The European Union Aviation Safety Agency (EASA) and European Centre for Disease Prevention and Control (ECDC) dropped recommendations for mandatory mask-wearing in airports and during flights in updated Covid-19 safety measures for travel issued on Wednesday, May 11th.

The new rules are expected to be rolled out from Monday, May 16th, but airlines may still continue to require the wearing of masks on some or all of flights. And the updated health safety measures still say that wearing a face mask remains one of the best ways to protect against the transmission of the virus.

The joint EASA/ECDC statement reminded travellers that masks may still be required on flights to destinations in certain countries that still require the wearing of masks on public transport and in transport hubs.

It also recommends that vulnerable passengers should continue to wear a face mask regardless of the rules, ideally an FFP2/N95/KN95 type mask which offers a higher level of protection than a standard surgical mask.

“From next week, face masks will no longer need to be mandatory in air travel in all cases, broadly aligning with the changing requirements of national authorities across Europe for public transport,” EASA executive director Patrick Ky said in the statement. 

“For passengers and air crews, this is a big step forward in the normalisation of air travel. Passengers should however behave responsibly and respect the choices of others around them.
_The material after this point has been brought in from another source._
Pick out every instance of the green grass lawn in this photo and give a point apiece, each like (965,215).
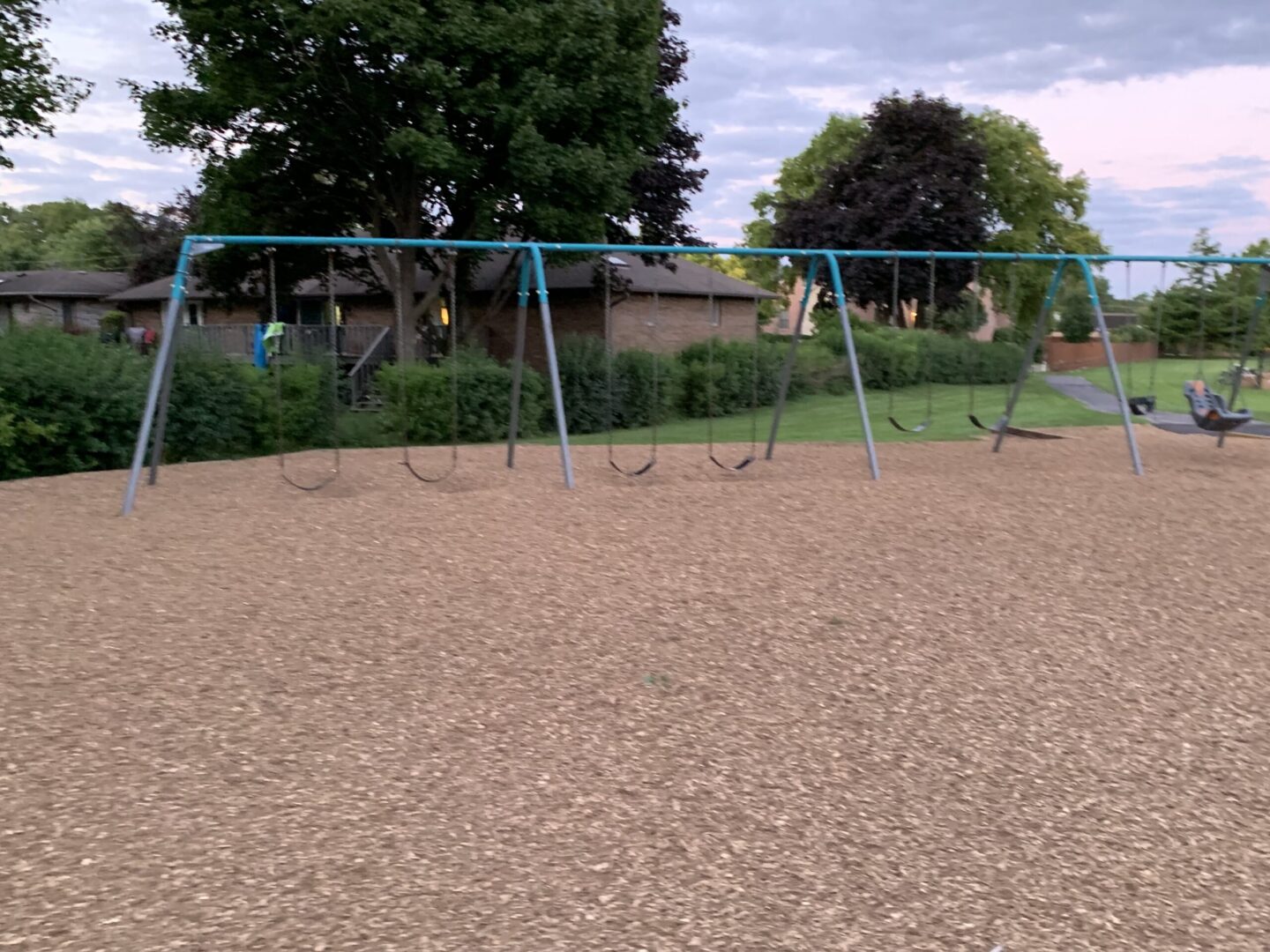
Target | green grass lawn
(832,419)
(1169,377)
And a passenger who is coughing and sneezing should strongly consider wearing a face mask, for the reassurance of those seated nearby.”  

ECDC director Andrea Ammon added: “The development and continuous updates to the Aviation Health Safety Protocol in light of the ongoing Covid-19 pandemic have given travellers and aviation personnel better knowledge of the risks of transmission of SARS-CoV-2 and its variants. 

“While risks do remain, we have seen that non-pharmaceutical interventions and vaccines have allowed our lives to begin to return to normal. 

“While mandatory mask-wearing in all situations is no longer recommended, it is important to be mindful that together with physical distancing and good hand hygiene it is one of the best methods of reducing transmission. 

“The rules and requirements of departure and destination states should be respected and applied consistently, and travel operators should take care to inform passengers of any required measures in a timely manner.”